Breakthrough in understanding of genes
Breakthrough in understanding of genes and depression wins Liley Medal
Auckland, 17 November 2004
Identifying a genetic connection between life stress and depression has earned the University of Otago’s Associate Professor Richie Poulton the inaugural Liley Medal for health research. The medal, to be awarded annually by the Health Research Council of New Zealand (HRC), recognises an individual whose research has made an outstanding contribution to the health and medical sciences.
Associate Professor Poulton, Director of the Dunedin Multidisciplinary Health and Development Research Unit, was awarded the prestigious medal for research that has opened up the exciting new field of behavioural genetics and provided new insights into the role of environment on gene expression.

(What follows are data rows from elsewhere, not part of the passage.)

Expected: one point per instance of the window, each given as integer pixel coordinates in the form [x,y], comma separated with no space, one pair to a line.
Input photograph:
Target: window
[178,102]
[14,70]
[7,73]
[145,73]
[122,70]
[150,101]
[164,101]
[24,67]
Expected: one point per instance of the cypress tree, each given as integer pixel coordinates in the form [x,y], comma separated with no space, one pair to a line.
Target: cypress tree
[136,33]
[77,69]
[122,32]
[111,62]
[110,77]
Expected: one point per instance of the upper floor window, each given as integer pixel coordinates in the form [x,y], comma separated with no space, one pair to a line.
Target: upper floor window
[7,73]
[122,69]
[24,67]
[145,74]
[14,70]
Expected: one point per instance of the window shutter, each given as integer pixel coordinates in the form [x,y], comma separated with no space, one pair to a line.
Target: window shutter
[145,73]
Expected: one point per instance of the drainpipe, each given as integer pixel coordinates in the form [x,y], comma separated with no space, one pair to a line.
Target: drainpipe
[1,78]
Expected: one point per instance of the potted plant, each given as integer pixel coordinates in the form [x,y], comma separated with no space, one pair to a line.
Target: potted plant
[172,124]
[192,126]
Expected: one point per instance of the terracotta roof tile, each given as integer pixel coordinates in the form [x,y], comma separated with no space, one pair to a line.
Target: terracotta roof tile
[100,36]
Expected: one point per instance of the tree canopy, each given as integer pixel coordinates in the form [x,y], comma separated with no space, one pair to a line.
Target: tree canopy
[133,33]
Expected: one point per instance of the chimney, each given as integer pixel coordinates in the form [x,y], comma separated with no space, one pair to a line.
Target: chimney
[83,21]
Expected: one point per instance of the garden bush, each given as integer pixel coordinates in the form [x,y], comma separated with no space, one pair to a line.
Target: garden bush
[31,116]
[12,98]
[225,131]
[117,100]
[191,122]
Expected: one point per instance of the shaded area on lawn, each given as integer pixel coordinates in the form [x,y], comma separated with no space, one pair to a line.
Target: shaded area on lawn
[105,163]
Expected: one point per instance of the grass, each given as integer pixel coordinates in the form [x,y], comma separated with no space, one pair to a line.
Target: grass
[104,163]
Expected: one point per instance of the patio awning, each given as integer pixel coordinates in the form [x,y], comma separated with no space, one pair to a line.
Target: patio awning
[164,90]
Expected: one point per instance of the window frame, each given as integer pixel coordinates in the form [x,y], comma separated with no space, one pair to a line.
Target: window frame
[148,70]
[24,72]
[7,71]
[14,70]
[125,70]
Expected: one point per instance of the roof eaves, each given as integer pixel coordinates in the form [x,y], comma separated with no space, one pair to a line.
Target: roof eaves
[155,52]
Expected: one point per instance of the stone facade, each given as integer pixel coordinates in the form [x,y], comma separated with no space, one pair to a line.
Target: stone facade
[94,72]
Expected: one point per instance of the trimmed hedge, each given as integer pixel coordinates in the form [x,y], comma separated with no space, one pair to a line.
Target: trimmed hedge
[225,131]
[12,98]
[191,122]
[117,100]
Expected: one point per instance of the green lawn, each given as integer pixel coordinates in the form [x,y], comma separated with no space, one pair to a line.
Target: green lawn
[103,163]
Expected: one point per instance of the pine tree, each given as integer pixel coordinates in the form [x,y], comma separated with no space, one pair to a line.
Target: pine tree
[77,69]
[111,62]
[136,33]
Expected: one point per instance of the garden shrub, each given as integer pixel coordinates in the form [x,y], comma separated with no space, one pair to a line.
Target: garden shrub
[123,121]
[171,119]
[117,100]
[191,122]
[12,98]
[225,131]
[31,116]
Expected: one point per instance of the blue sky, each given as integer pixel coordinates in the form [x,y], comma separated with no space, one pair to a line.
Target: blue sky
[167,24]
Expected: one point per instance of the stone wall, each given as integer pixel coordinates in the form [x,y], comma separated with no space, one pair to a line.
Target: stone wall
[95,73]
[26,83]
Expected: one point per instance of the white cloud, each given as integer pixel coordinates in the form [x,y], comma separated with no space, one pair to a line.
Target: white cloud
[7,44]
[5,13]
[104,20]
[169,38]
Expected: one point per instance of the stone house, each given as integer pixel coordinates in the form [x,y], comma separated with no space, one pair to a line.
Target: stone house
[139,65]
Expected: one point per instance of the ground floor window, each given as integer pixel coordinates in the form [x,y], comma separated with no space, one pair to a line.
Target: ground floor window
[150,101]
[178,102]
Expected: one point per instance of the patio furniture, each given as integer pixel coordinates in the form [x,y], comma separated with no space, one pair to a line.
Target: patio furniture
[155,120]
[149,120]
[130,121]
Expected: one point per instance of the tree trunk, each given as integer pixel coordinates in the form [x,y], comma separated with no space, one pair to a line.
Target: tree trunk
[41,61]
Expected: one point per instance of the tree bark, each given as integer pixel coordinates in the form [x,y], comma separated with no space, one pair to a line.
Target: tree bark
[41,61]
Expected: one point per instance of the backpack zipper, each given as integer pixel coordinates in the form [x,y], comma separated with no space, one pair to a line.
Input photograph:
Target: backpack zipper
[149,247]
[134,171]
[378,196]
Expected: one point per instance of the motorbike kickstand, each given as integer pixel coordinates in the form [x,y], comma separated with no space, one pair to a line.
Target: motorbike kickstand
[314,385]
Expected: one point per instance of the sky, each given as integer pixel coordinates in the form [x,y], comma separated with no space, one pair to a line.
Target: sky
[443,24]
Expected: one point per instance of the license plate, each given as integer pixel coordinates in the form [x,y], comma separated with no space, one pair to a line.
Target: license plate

The study used information from the Dunedin Multidisciplinary Study that follows the lives of close to 1,000 people born in Dunedin 32 years ago. HRC Chief Executive, Dr Bruce Scoggins, says the Dunedin Multidisciplinary Study is widely recognised as one of the world’s foremost longitudinal cohort studies and one the HRC is proud to have supported since it began in 1972.
“The paper that won this award has been internationally recognised as a major breakthrough in our understanding of gene-environment interactions,” he says.
More…. Published in the international journal Science, Associate Professor Poulton’s research was voted the 2nd most important breakthrough in 2003 in any area of science by the American Association for the Advancement of Science.
The work has received glowing tributes from international leaders in the field. One leading authority said about the study “It might not be an exaggeration to say that, if replicated, the study will turn out to have been a watershed moment in the history of behavioural genetics.” The findings have since been replicated in Australia, the United States, the United Kingdom and the Netherlands.
The Liley Medal is named after Sir William Liley KCMG, BMedSc, MBChB PhD FRSNZ, FRCOG to recognise his lifetime contributions to health and medical sciences.
Sir William (Bill) Liley developed techniques enabling the first blood transfusion to a baby in the womb in 1963. He was able to diagnose Rh hemolytic (blood) disease by taking amniotic fluid from the mother during pregnancy, now a routine diagnostic procedure. These discoveries saved many babies’ lives and made him the father of fetal medicine.
The medal was designed by Philip O’Shea Esq NZ Herald of Arms Extraordinary to Her Majesty The Queen, and crafted by Thomas Fattorini and Sons of Birmingham. The reverse design features fern fronds, reflecting Sir Liley’s work – some coiled (alluding to new birth), and other fully extended (healthy) fronds. In Maori art, the coiled fern frond often suggests an embryo.
Associate Professor Poulton was presented the medal at a ceremony on Wednesday 17 November 2004.